Recovered UXO outside a museum in Dong Ha, where heavy fighting occurred. (Sean Kimmons/GlobalPost)

Thi, 45, found a small explosive while tending to his crops back in 1999. Not knowing what it was, he picked up the device, brushed off the dirt and tapped it with his hoe.
It blew off his left hand.
Then in August last year, he was planting trees outside his village when he struck another forgotten US bomb. This one erupted into a powerful fireball that scorched his legs and eliminated half his left foot and two fingers, fractured his arm and partially blinded him.

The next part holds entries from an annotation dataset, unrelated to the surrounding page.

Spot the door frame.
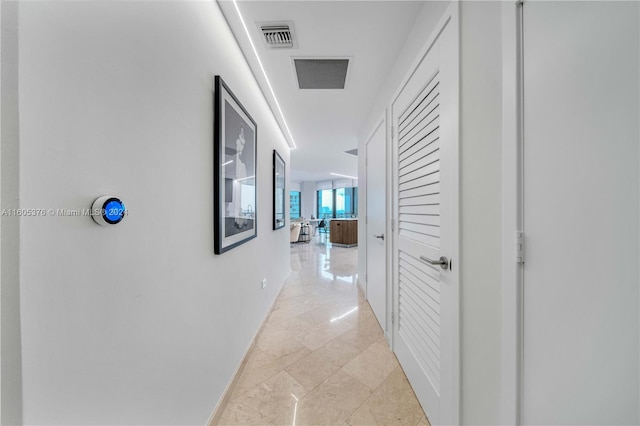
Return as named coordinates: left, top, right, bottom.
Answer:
left=364, top=109, right=393, bottom=340
left=387, top=2, right=463, bottom=424
left=500, top=1, right=524, bottom=425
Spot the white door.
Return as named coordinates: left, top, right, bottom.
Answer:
left=392, top=5, right=459, bottom=425
left=366, top=120, right=388, bottom=335
left=522, top=1, right=640, bottom=424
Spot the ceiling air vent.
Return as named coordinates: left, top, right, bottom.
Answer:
left=259, top=24, right=293, bottom=48
left=293, top=58, right=349, bottom=89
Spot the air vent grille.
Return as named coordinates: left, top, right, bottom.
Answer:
left=260, top=25, right=293, bottom=48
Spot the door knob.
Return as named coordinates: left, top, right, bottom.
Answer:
left=420, top=256, right=449, bottom=269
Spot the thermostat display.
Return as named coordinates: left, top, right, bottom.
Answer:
left=91, top=195, right=127, bottom=225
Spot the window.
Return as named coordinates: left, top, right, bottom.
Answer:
left=289, top=191, right=300, bottom=219
left=318, top=188, right=358, bottom=219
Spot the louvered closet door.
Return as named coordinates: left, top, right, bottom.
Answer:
left=393, top=7, right=458, bottom=424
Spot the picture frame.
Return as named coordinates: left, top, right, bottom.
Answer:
left=273, top=149, right=286, bottom=230
left=213, top=75, right=258, bottom=254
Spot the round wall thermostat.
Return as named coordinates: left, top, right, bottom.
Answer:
left=91, top=195, right=127, bottom=225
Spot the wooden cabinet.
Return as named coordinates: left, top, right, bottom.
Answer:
left=329, top=219, right=358, bottom=247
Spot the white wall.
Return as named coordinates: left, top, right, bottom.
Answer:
left=0, top=2, right=22, bottom=425
left=300, top=182, right=318, bottom=219
left=358, top=1, right=502, bottom=424
left=19, top=2, right=289, bottom=424
left=460, top=1, right=502, bottom=424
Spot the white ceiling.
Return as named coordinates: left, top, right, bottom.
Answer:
left=219, top=0, right=424, bottom=182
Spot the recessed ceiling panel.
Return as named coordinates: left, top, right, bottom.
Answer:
left=293, top=59, right=349, bottom=89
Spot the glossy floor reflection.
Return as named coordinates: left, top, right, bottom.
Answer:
left=219, top=235, right=429, bottom=425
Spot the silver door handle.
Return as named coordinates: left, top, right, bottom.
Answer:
left=420, top=256, right=449, bottom=269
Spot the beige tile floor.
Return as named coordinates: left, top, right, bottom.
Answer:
left=218, top=235, right=429, bottom=425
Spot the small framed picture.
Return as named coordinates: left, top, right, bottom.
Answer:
left=273, top=149, right=285, bottom=229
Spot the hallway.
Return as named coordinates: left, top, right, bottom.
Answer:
left=218, top=235, right=429, bottom=425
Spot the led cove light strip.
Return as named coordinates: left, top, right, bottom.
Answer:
left=331, top=306, right=358, bottom=322
left=329, top=173, right=358, bottom=180
left=233, top=0, right=296, bottom=149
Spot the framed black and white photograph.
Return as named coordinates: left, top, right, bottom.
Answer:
left=273, top=149, right=285, bottom=229
left=214, top=76, right=257, bottom=254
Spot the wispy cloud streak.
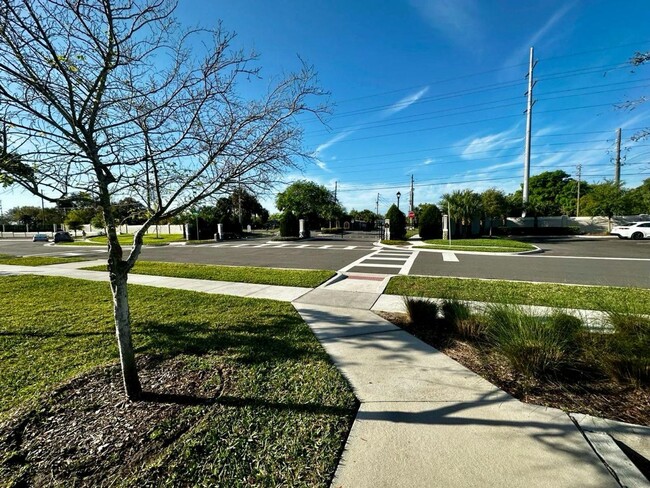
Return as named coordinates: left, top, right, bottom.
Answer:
left=382, top=86, right=429, bottom=118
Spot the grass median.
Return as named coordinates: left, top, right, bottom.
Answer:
left=0, top=254, right=88, bottom=266
left=0, top=276, right=356, bottom=487
left=386, top=276, right=650, bottom=314
left=86, top=261, right=336, bottom=288
left=84, top=234, right=185, bottom=246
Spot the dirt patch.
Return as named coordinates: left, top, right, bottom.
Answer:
left=0, top=356, right=227, bottom=486
left=380, top=313, right=650, bottom=426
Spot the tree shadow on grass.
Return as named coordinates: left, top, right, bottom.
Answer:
left=134, top=319, right=322, bottom=364
left=140, top=391, right=358, bottom=416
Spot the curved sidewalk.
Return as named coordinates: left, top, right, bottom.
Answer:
left=0, top=262, right=647, bottom=488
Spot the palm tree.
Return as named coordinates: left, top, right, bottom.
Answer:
left=440, top=190, right=481, bottom=237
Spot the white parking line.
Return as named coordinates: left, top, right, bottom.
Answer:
left=366, top=254, right=410, bottom=262
left=354, top=263, right=403, bottom=269
left=442, top=252, right=458, bottom=263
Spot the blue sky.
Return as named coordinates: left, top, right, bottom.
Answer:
left=5, top=0, right=650, bottom=213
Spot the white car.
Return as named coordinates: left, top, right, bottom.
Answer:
left=610, top=222, right=650, bottom=239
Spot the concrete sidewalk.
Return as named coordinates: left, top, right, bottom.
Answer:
left=294, top=294, right=619, bottom=488
left=0, top=261, right=644, bottom=488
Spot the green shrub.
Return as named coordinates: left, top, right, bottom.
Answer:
left=320, top=227, right=343, bottom=234
left=480, top=305, right=583, bottom=376
left=386, top=204, right=406, bottom=241
left=593, top=312, right=650, bottom=385
left=403, top=297, right=438, bottom=325
left=280, top=210, right=300, bottom=237
left=419, top=205, right=442, bottom=240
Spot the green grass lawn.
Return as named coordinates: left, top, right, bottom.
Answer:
left=82, top=232, right=185, bottom=246
left=0, top=276, right=356, bottom=487
left=0, top=254, right=88, bottom=266
left=422, top=238, right=535, bottom=252
left=385, top=276, right=650, bottom=314
left=86, top=261, right=336, bottom=288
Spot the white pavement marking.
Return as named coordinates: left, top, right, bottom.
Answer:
left=442, top=251, right=458, bottom=263
left=366, top=254, right=409, bottom=262
left=399, top=251, right=420, bottom=275
left=339, top=250, right=381, bottom=273
left=354, top=263, right=403, bottom=270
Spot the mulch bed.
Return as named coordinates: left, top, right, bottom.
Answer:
left=0, top=356, right=226, bottom=486
left=380, top=313, right=650, bottom=426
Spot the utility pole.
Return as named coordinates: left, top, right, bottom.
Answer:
left=576, top=164, right=582, bottom=217
left=409, top=175, right=413, bottom=227
left=237, top=175, right=243, bottom=230
left=521, top=47, right=537, bottom=217
left=614, top=128, right=621, bottom=190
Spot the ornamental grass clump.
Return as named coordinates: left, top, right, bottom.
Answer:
left=593, top=311, right=650, bottom=386
left=403, top=297, right=438, bottom=325
left=442, top=299, right=485, bottom=341
left=486, top=305, right=583, bottom=377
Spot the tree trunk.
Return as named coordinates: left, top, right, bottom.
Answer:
left=111, top=271, right=142, bottom=400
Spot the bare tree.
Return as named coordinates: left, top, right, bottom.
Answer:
left=0, top=0, right=322, bottom=399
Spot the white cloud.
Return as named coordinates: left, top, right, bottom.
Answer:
left=315, top=159, right=332, bottom=173
left=382, top=86, right=429, bottom=117
left=461, top=127, right=523, bottom=159
left=411, top=0, right=483, bottom=49
left=481, top=159, right=524, bottom=172
left=503, top=2, right=575, bottom=66
left=313, top=128, right=357, bottom=156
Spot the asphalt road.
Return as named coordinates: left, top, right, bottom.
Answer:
left=0, top=237, right=650, bottom=288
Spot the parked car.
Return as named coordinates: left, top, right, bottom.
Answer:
left=610, top=222, right=650, bottom=239
left=54, top=230, right=74, bottom=243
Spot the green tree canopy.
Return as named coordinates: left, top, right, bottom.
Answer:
left=386, top=204, right=406, bottom=240
left=275, top=180, right=345, bottom=228
left=350, top=209, right=381, bottom=222
left=580, top=181, right=628, bottom=219
left=440, top=190, right=481, bottom=237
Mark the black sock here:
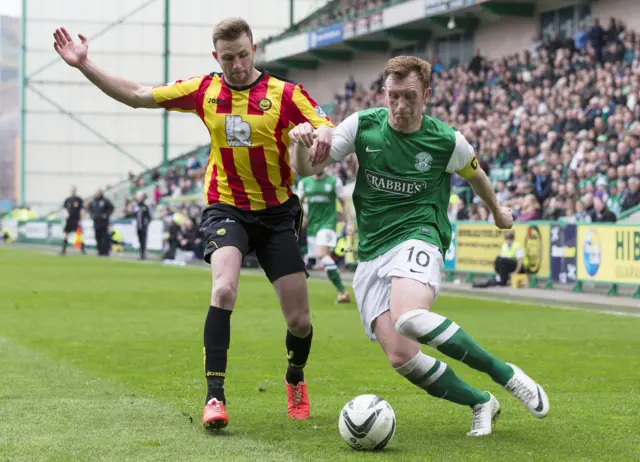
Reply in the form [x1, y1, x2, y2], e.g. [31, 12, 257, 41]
[204, 306, 231, 403]
[285, 326, 313, 385]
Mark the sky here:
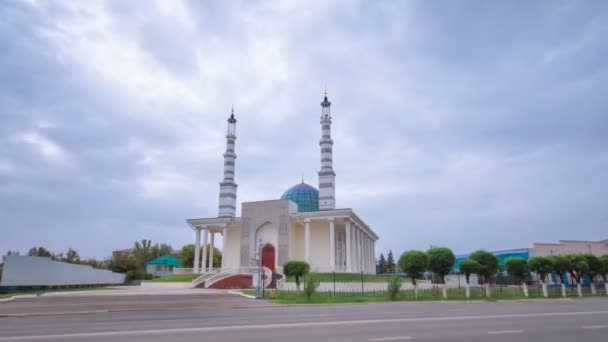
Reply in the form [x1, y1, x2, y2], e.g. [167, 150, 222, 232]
[0, 0, 608, 258]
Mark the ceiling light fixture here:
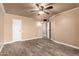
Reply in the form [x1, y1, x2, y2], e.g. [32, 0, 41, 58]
[39, 11, 44, 14]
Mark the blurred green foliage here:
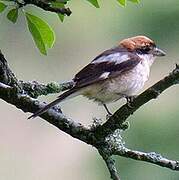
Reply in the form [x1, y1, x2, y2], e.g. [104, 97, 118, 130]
[0, 0, 179, 180]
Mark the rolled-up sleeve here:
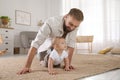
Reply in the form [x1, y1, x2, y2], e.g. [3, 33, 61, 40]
[31, 23, 51, 49]
[66, 29, 77, 48]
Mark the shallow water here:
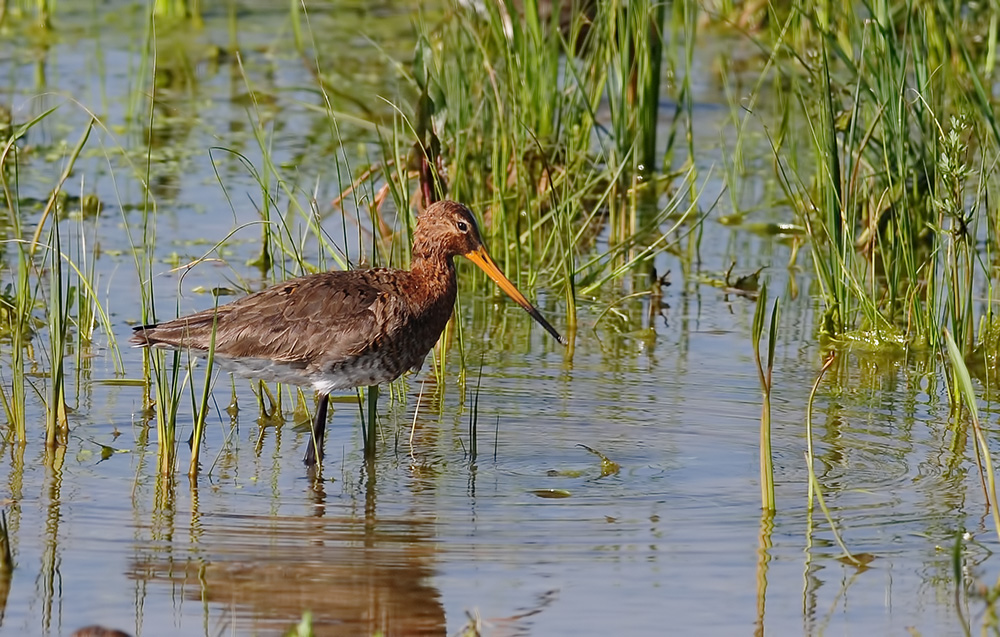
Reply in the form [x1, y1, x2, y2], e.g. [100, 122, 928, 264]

“I saw a huge flash and it knocked me unconscious,” said Thi, whose pants caught fire and melted to his charred skin.
The fire quickly roused Thi, who rolled over to snuff out the flames. Then for two hours he lay in agony before an ambulance — scarce in rural Vietnam — transferred him to a district hospital.
Decades after combat against the US ended, Vietnam has resurrected itself as one of the fastest-growing economies in Asia.
Yet it is stricken with mine and bomb victims who lack vital support.
In 2012, Vietnam’s Ministry of Health reported that fewer than 10 percent of survivors were able to access rehabilitation programs.
Introduced in 2010, the country’s mine action plan is years behind other ordnance-infested nations, including neighbors Laos and Cambodia, which were also blanketed with bombs during America’s Cold War-era offensive.
Almost four times more explosives were used on Vietnam during the war than in all of World War II. An estimated 800,000 tons of unexploded ordnance — known as UXO, and consisting of bombs, mines, munitions and other explosives — remain, afflicting a staggering 20 percent of the country, officials say.
If true, that’s more than the 635,000 tons of bombs dropped by US forces in the Korean War.
In Vietnam, US forces used more than 15 million tons of firepower — roughly half from aircraft and the rest on the ground. Historians believe that the US deployed the vast majority of the explosives used during the conflict.
Since the end of the war in 1975, bomb remnants have killed more than 42,000 people and injured at least 62,000 others, according to the government’s preliminary statistics. That death toll exceeds the number of Americans killed in action during hostilities (40,934 — although an additional 17,296 Americans perished from wounds, disease and the like, according to the US National Archives).
Vietnamese officials stress that the number is an estimate. With no national database, UXO incidents cannot be accurately tracked and countless victims in remote areas are overlooked, advocates say.
“There are many more accidents out there that we don’t hear about,” said Hong Tran Chi, country director for Clear Path International (CPI), the main nonprofit group for victim assistance.